Imports not working

styro - September 24, 2006 - 01:30
Project:Book Import
Version:4.7.x-1.x-dev
Component:Code
Category:bug report
Priority:normal
Assigned:Unassigned
Status:active
Description

I can't seem to get bookimport to work - even with small test books.

There seem to be two major issues:

1) The parents of each node aren't being set properly, so each node in the book appears as its own book when looking at the /book path.

2) Something else is screwy with the permissions on the new nodes, and they can't even be seen (let alone edited) by uid 1. The site importing the book, doesn't have any node_access modules installed - but the exporting site does have node_privacy_by role.

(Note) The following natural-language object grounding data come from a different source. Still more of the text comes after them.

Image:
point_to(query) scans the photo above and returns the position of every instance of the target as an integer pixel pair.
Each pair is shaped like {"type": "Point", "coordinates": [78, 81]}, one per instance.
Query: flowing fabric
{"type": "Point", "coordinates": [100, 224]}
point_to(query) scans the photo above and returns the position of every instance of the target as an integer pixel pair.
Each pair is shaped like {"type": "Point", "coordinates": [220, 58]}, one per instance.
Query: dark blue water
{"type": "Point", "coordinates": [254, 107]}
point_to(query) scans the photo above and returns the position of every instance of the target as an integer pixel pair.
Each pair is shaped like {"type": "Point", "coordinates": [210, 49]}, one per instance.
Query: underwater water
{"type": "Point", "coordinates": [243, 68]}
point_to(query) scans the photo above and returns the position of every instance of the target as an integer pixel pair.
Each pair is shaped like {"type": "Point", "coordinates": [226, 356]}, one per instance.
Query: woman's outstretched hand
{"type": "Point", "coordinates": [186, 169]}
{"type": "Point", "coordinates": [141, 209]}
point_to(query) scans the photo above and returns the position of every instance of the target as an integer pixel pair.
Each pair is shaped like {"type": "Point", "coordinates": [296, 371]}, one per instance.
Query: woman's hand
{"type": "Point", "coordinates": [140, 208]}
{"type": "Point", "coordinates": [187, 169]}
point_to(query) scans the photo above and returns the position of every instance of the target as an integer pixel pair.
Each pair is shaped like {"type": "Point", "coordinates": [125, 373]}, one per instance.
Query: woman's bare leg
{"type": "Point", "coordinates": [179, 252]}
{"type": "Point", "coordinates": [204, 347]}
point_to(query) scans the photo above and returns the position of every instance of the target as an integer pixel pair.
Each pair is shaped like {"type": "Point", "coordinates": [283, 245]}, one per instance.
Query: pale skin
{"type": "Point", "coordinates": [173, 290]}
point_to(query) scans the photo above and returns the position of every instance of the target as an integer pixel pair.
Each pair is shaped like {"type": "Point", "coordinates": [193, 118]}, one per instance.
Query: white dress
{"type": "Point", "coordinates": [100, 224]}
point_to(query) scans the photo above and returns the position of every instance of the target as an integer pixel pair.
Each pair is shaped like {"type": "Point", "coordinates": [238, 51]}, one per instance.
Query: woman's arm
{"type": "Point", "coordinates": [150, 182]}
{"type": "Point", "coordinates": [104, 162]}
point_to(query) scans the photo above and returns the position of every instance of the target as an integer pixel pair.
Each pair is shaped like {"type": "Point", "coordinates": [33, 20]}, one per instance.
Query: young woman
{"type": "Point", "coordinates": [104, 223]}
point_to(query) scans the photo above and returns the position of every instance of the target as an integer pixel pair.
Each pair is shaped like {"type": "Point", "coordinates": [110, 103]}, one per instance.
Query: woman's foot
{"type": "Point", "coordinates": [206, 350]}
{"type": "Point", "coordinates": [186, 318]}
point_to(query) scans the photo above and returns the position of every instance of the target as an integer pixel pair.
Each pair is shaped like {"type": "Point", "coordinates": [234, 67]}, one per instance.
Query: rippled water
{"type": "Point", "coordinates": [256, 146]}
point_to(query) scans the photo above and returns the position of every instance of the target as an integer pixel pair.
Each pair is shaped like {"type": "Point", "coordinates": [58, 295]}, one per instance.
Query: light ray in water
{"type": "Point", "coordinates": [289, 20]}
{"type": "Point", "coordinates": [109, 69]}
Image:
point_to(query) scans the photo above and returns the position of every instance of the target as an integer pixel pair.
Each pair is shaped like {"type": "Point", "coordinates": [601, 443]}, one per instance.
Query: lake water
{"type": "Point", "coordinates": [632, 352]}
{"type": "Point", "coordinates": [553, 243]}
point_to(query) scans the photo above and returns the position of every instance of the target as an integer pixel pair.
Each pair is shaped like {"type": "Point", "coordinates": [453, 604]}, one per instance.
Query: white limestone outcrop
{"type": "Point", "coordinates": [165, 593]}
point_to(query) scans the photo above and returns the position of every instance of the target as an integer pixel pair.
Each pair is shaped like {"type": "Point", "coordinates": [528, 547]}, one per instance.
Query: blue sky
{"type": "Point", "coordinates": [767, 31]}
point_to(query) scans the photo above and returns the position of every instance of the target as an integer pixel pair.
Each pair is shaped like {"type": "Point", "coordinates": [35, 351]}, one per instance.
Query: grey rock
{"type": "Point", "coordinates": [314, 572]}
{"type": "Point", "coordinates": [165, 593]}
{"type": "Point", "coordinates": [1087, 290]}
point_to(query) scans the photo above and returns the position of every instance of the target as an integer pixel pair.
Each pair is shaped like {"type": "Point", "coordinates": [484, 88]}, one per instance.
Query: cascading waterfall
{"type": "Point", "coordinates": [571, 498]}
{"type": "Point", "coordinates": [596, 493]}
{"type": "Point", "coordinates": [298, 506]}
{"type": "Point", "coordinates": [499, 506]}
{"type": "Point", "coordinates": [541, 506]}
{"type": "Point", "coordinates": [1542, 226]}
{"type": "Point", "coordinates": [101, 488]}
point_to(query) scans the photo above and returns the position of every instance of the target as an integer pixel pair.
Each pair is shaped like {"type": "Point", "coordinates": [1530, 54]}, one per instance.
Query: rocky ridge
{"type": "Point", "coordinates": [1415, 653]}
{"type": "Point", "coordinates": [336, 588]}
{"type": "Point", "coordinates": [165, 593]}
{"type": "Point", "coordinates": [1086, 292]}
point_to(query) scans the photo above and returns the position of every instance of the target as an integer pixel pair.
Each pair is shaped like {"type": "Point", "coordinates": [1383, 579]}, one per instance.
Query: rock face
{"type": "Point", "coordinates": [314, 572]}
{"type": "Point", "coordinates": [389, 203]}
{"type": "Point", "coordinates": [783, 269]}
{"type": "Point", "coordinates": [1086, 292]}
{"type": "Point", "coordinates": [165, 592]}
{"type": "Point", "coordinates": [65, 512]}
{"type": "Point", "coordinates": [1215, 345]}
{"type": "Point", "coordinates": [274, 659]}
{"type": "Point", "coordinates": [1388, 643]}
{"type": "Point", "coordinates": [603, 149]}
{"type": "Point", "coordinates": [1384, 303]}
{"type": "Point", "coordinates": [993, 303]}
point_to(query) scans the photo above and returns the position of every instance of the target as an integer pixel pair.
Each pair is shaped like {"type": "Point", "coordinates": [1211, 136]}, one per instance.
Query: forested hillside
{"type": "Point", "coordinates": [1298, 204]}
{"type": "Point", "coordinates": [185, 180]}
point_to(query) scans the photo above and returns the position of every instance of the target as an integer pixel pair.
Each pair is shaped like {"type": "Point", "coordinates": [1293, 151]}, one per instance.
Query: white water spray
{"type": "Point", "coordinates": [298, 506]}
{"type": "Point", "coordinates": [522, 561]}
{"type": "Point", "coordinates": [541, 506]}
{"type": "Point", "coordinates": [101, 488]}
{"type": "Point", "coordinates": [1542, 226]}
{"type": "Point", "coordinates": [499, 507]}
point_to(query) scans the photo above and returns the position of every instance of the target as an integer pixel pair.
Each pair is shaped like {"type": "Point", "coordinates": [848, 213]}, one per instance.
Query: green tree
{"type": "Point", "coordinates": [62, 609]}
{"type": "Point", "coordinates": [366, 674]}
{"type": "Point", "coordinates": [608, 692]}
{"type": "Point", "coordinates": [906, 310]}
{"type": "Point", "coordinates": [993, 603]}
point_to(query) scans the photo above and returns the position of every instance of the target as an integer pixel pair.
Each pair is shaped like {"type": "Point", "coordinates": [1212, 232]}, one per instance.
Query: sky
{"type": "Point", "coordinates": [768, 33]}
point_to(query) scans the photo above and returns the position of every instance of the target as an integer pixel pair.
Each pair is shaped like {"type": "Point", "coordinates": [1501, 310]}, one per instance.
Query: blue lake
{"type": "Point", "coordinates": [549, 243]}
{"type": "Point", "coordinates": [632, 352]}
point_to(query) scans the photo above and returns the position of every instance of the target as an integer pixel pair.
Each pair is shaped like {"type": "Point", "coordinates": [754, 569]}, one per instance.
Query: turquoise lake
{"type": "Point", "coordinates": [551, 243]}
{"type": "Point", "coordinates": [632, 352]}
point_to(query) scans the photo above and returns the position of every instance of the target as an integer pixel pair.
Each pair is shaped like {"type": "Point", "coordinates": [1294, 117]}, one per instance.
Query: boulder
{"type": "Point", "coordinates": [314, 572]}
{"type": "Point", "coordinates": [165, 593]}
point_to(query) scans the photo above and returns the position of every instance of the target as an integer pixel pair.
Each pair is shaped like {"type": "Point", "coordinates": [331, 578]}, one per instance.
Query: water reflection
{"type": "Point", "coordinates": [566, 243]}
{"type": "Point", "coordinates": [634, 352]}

From the DEBUG logs the query in make_links that sets the nid and parent is looking for rows where vid=0 for some reason. It looks to me as though the earlier node_save step saved actual vids (which currently are the same as all my nids), so the make_links query doesn't end up changing anything. I haven't yet been able to figure out why make_links thinks the vids are 0 though.

eg: snippet from DEBUG log:

'Parent of' array:Array
(
    [413] => 411
    [411] => 410
    [412] => 410
    [410] =>
)
Old nid => New nid:Array
(
    [413] => 677
    [411] => 678
    [412] => 679
    [410] => 680
)


UPDATE {book} SET   nid=677,   parent=678,   weight=0 WHERE  vid=0
parent[413 (677)] = 411 (678)
UPDATE {book} SET   nid=678,   parent=680,   weight=0 WHERE  vid=0
parent[411 (678)] = 410 (680)
UPDATE {book} SET   nid=679,   parent=680,   weight=0 WHERE  vid=0
parent[412 (679)] = 410 (680)
UPDATE {book} SET   nid=680,   parent=0,   weight=0 WHERE  vid=0
parent[410 (680)] =  ()

eg: sample node object (with vid) from DEBUG log:

Array
(
    [type] => book
    [uid] => 3
    [status] => 1
    [created] => 1159054984
    [promote] => 0
    [moderate] => 0
    [changed] => 1159054984
    [sticky] => 0
    [vid] => 413
    [format] => 1
    [md5_body] => 872ccd9c6dce18ce6ea4d5106540f089
    [weight] => 0
    [depth] => 3
    [author] => Anton
)

#1

styro - September 24, 2006 - 03:36

Updates:

Issue 1)

If I hack the make_links function to use $new_value for $node->vid (which is the case on the test books I'm using - there are no extra node revisions) the import will set up the parent nodes correctly. It seems as though the node_load at the top of make_links isn't bringing in the correct $node->vid for some reason.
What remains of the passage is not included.